Colloque organisé par le centre Droit Ethique et Procédures
Sous la responsabilité scientifique de Fanny Vasseur-Lambry, Directrice du CDEP - EA 2471
Argumentaire du colloque
Les violences conjugales peuvent être définies comme un processus au cours duquel un partenaire ou ex-partenaire de vie (conjoint, concubin, pacsé ou « ex » dans les trois catégories) adopte à l'encontre de l'autre des comportements agressifs, violents, voire destructeurs. Les violences sont exercées intentionnellement au sein d'une relation de couple ou au sein de relations amoureuses. Bien plus qu'une forme d'autorité, elles témoignent d'une volonté de dominer l'autre. Il existe différentes formes de violences : humiliations, insultes, menaces, pressions psychologiques, coups, agressions sexuelles, viols, voire homicides. Comme toute forme de violence à l'encontre des personnes, elles représentent une atteinte au droit fondamental des personnes à vivre en sécurité et une atteinte à leur dignité. Elles entraînent aussi une atteinte à leur intégrité physique et psychique et sont à l'origine d'importantes conséquences traumatiques. Ainsi, elles peuvent mettre en péril la vie, la santé, l'intégration scolaire, professionnelle ou sociale des victimes et de leurs enfants, victimes directes ou indirectes de ces violences. Enfin, elles aggravent ou altèrent des situations de précarité, de pauvreté, voire de marginalisation.

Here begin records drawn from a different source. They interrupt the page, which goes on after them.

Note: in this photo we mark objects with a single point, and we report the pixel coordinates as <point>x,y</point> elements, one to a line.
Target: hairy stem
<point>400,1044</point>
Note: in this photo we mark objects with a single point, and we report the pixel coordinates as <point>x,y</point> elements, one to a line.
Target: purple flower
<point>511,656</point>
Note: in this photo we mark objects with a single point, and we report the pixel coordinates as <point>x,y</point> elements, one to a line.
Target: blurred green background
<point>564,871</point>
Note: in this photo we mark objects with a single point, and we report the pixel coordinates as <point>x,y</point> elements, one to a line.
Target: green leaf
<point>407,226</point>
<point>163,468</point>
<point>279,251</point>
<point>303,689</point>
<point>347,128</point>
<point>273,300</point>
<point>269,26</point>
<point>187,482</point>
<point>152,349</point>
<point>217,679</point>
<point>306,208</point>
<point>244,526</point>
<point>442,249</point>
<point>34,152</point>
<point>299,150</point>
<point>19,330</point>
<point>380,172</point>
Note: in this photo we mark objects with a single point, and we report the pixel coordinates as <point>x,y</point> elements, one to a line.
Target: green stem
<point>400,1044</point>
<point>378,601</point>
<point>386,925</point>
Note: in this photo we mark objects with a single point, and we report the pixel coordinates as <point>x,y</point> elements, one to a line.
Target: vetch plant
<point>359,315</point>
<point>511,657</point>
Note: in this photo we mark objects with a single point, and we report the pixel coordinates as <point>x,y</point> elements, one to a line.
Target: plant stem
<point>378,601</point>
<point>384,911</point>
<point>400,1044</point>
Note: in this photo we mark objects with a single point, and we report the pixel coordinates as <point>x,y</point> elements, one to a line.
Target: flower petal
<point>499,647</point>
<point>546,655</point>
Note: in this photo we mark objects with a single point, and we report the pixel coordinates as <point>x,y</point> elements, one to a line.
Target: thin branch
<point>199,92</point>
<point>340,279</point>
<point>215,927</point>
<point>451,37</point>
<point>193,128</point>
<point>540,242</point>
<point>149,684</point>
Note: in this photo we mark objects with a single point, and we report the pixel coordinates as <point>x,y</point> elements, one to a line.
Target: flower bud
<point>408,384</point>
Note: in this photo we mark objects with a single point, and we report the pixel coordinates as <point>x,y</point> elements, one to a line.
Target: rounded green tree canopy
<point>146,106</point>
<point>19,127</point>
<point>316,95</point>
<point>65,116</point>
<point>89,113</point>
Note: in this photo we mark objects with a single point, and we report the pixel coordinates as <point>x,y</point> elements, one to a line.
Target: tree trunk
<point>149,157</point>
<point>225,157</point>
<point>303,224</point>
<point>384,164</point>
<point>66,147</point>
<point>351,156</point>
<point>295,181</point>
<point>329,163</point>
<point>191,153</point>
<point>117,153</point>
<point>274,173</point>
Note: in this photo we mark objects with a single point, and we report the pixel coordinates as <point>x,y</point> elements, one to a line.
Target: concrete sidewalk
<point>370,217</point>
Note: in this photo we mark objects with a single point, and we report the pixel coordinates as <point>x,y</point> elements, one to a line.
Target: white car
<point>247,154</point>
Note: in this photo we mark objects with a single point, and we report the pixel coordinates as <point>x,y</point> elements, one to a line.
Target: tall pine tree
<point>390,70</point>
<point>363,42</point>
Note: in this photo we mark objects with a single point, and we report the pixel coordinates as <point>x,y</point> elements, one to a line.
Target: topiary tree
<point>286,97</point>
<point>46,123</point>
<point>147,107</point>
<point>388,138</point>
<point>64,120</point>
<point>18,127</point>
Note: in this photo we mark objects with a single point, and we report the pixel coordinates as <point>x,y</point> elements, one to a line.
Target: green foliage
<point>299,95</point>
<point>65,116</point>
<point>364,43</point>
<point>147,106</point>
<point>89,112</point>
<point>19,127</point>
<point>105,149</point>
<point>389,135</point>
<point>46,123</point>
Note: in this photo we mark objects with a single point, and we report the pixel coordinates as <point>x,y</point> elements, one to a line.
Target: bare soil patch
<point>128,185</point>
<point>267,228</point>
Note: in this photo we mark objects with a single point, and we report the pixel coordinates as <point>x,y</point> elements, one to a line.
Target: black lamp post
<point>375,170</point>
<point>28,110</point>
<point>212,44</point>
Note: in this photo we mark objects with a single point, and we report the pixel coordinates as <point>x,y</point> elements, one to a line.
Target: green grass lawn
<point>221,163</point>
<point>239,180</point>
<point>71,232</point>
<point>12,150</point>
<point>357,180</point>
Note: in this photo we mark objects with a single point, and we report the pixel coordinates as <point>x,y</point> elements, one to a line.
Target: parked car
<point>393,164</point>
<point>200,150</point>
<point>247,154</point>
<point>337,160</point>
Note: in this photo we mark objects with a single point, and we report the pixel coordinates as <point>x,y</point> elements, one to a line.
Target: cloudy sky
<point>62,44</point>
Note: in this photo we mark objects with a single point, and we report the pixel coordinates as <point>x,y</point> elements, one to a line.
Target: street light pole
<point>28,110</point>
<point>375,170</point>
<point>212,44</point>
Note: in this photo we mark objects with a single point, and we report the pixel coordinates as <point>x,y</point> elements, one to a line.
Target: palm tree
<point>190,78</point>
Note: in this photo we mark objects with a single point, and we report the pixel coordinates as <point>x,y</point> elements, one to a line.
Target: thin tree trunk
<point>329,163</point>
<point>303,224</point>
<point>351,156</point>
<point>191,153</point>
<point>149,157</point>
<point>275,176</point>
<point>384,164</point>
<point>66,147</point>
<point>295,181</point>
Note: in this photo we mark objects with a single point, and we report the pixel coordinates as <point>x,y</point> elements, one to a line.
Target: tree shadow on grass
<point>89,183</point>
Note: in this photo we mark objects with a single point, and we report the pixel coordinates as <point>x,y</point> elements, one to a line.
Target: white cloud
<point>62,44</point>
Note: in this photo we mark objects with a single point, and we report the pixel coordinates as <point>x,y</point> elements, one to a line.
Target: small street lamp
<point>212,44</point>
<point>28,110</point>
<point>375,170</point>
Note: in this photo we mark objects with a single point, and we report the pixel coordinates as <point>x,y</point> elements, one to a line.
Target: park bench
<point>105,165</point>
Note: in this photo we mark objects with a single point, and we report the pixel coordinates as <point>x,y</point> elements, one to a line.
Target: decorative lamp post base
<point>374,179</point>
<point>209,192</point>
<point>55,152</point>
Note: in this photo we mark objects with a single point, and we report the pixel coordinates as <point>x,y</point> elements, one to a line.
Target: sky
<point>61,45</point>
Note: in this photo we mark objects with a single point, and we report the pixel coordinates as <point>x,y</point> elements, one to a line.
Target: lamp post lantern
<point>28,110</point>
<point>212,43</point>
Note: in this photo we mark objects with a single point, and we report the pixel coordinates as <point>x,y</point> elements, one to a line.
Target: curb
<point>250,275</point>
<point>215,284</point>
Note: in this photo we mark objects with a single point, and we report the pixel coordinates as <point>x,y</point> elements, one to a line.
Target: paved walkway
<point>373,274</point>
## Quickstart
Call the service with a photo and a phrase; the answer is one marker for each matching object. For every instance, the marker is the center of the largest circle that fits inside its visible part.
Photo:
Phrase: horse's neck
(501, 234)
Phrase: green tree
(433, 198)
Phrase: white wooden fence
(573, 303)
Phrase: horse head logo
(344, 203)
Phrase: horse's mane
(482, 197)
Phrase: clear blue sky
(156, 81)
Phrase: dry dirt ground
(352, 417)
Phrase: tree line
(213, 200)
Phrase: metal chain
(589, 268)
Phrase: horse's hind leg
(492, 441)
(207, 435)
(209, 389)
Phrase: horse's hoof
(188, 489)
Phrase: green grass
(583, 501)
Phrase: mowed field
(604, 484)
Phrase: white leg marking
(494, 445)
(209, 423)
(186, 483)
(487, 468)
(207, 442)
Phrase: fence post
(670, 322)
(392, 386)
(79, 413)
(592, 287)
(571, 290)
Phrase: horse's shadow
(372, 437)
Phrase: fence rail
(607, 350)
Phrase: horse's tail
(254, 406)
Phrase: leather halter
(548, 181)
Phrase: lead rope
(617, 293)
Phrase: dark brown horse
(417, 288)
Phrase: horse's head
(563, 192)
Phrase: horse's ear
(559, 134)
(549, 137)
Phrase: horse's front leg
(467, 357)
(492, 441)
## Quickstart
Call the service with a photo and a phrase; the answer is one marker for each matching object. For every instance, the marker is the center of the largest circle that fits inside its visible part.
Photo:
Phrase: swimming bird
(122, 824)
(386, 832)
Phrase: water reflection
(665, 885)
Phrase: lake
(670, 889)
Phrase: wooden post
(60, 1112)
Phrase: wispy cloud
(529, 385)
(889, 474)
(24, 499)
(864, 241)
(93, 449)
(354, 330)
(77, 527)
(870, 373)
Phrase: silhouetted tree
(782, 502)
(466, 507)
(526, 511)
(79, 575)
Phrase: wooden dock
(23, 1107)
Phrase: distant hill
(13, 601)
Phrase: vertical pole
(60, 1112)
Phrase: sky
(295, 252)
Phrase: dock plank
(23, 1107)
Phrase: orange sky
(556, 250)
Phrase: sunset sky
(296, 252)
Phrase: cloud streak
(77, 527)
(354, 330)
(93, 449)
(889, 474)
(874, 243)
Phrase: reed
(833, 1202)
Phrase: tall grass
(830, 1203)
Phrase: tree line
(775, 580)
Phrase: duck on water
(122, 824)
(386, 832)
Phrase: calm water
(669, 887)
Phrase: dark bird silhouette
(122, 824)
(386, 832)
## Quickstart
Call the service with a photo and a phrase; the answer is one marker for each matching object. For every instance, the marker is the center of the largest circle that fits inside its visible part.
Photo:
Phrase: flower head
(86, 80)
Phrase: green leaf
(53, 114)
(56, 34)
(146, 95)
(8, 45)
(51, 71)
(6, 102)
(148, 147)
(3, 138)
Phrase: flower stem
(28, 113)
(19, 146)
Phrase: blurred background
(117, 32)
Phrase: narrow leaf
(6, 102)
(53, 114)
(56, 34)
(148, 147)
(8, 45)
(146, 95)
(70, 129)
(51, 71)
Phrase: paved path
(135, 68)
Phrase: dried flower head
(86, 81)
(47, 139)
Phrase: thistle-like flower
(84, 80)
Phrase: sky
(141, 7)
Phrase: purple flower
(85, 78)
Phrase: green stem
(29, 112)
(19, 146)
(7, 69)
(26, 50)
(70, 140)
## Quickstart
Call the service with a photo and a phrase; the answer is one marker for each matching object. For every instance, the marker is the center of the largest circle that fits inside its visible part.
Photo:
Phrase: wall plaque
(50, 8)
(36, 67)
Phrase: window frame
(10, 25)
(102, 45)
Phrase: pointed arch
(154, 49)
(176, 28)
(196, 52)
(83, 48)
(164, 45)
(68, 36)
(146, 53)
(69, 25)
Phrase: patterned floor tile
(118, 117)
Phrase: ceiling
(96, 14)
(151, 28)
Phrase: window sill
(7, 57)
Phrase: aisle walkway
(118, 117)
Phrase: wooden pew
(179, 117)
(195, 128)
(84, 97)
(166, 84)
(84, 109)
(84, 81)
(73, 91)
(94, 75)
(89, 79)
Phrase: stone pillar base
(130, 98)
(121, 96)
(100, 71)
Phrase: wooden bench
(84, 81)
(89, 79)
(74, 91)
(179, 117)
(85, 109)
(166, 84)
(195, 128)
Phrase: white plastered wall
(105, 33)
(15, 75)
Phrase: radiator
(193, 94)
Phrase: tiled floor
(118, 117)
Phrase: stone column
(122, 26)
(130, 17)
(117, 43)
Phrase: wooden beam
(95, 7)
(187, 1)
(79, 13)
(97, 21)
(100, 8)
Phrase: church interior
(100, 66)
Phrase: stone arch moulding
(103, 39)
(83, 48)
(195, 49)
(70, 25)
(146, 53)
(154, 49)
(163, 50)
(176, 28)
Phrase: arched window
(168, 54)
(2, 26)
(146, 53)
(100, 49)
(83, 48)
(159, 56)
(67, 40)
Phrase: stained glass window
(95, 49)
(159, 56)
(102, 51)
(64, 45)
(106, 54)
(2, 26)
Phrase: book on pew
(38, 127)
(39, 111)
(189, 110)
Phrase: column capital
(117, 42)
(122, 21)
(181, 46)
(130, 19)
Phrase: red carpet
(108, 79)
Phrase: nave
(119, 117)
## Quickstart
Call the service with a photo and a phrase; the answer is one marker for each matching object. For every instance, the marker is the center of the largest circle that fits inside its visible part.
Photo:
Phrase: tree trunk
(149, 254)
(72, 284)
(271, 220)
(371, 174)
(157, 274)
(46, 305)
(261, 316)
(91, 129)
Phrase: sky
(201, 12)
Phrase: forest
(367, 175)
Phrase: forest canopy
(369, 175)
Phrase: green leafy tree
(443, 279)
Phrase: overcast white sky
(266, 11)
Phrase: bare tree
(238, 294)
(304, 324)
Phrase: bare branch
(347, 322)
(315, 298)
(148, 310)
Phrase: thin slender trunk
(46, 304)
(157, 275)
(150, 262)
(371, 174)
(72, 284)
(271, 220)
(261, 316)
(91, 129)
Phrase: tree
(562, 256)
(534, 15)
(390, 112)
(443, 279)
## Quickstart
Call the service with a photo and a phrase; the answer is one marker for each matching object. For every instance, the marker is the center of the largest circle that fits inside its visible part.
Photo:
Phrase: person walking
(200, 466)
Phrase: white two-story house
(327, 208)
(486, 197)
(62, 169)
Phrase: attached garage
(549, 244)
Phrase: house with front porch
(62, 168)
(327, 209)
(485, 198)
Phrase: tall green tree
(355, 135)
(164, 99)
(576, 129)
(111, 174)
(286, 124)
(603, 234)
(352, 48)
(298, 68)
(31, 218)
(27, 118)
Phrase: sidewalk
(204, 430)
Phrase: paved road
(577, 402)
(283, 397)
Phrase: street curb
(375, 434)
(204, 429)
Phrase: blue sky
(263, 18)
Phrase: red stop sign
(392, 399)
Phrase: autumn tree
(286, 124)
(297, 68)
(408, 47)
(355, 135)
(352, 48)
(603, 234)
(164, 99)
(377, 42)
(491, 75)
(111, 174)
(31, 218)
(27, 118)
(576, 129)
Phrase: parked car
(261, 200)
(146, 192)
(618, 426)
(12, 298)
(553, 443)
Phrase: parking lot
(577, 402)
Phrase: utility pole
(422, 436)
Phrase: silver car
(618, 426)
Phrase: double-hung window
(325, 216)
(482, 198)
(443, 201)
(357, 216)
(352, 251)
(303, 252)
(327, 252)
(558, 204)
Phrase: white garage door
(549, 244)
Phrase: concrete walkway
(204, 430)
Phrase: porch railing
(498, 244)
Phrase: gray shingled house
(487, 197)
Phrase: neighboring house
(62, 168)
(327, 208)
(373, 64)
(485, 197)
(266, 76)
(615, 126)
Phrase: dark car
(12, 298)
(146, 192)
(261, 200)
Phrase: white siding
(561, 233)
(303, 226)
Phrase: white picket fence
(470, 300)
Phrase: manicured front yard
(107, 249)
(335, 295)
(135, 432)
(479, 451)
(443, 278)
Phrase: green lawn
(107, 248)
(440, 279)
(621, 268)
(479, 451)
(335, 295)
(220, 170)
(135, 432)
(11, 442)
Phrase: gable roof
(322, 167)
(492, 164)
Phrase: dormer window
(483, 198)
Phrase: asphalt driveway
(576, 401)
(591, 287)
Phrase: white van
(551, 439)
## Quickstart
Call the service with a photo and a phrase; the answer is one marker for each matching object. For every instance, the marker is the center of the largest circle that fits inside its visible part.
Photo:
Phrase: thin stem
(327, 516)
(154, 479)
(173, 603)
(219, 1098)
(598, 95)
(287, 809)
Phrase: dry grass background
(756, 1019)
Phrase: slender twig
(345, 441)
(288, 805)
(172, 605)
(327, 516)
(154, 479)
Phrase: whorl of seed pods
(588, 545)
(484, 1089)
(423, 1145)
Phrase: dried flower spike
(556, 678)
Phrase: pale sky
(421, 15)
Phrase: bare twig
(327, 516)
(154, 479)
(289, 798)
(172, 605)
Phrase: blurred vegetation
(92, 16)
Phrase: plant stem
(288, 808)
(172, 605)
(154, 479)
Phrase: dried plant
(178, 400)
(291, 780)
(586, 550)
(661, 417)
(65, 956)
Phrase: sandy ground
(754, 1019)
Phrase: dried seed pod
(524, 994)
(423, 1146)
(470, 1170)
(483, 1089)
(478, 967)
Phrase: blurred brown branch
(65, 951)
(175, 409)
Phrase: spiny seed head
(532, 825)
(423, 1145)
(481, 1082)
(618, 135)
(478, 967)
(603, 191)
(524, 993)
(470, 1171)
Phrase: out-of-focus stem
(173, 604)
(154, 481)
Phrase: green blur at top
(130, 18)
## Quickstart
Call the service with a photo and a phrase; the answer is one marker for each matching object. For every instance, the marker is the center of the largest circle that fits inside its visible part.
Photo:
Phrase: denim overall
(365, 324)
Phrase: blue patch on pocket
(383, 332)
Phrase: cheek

Les violences faites aux femmes constituent un phénomène commun à tous les Etats, développés ou en voie de développement, qui pose inévitablement la question du genre. Pour autant, la société a-t-elle envie de s'emparer des questions que soulèvent ce phénomène qui, de prime abord intéresse une relation de couple, une relation privée ? Or la gravité des conséquences des violences commises sur les victimes nous invite à penser les violences conjugales non pas comme un problème propre au couple, mais comme un problème de « sociétés ».
Face aux enjeux sociétaux d'un tel phénomène, la lutte contre les violences conjugales ou plus largement violences intrafamiliales s'inscrit donc dans un contexte national et européen d'engagement législatif progressif, tant en ce qui concerne la répression et la prévention des violences que l'apport d'aides spécifiques aux victimes.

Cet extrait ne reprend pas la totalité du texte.